MySpace is comparable to Twitter in my mind - the site's really slow, doesn't really do much complicated actions, and has a tendency to break a lot.
So, listen to this and learn what not to do ;)
How do you test it?
listening to you (or similarly Dan Pritchet talking about eBay architecture) I have same questions in my mind:
how do you test new features before you roll them out? how do you test them scale? you don't have test lab with same level of scale as your production farm, do you? that makes me think you can't guarantee or knowingly predict exact level of performance until real users hit the new feature in real time. how do you deal with that and what did you have to build into your system to support new features deployment, as well as rolling features back quickly if apparently they did not work out as you had expected?

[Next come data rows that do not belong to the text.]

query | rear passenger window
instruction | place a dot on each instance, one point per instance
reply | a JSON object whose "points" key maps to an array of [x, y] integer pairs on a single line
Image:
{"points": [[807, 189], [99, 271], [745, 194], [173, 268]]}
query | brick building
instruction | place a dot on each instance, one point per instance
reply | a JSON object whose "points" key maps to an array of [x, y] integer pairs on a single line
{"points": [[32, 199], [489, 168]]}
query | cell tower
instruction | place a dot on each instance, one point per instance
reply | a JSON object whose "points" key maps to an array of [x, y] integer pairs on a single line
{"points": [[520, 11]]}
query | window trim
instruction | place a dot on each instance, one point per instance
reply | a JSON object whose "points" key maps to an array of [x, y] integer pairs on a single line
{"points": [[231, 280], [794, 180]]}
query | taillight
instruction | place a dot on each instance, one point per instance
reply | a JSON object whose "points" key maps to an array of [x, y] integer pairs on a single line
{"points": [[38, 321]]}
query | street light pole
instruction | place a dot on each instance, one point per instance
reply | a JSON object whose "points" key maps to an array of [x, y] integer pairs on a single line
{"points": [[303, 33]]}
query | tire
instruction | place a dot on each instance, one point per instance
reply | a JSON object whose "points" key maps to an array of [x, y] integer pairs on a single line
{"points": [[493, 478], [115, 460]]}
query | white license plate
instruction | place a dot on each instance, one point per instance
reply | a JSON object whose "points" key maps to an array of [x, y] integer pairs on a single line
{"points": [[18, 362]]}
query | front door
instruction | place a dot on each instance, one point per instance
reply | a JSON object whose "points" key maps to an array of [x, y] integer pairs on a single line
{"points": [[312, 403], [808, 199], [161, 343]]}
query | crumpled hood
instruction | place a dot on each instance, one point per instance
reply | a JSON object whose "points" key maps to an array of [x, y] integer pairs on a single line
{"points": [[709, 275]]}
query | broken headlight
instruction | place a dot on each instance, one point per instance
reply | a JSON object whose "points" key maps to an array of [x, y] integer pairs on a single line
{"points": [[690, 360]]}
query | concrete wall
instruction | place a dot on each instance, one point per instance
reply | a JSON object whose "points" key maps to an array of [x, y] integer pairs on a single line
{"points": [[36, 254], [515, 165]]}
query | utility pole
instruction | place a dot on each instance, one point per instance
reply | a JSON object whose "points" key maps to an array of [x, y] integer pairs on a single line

and another question is what did you have to do to support existence of "practical" development environments that behave as your production system but do not require each develop to work on dozens of servers, partitioned databases, and cache instances. How did this change your system's architecture?
Re: How do you test it?
you might be surprised how many companies don't have proper development/QA setups that replicate production environment well.
I witnessed number of scenarios when code passed developer and QA testing with flying colors but utterly failed in production environment. The failure was caused (as you already guessed it) by difference in development/QA vs production environment setups. Developers were writing code for one environment while being completely oblivious (no fault of their own) to the production environment pains and hazards.
Now, this might not be the case with MySpace. However, I certainly agree with you on the fact that Dan didn't say a word about testing their 'hydra'. But on the other hand, he wasn't asked that question.
NOTE to Ryan: It certainly would be great to hear from MySpace on how they test the code.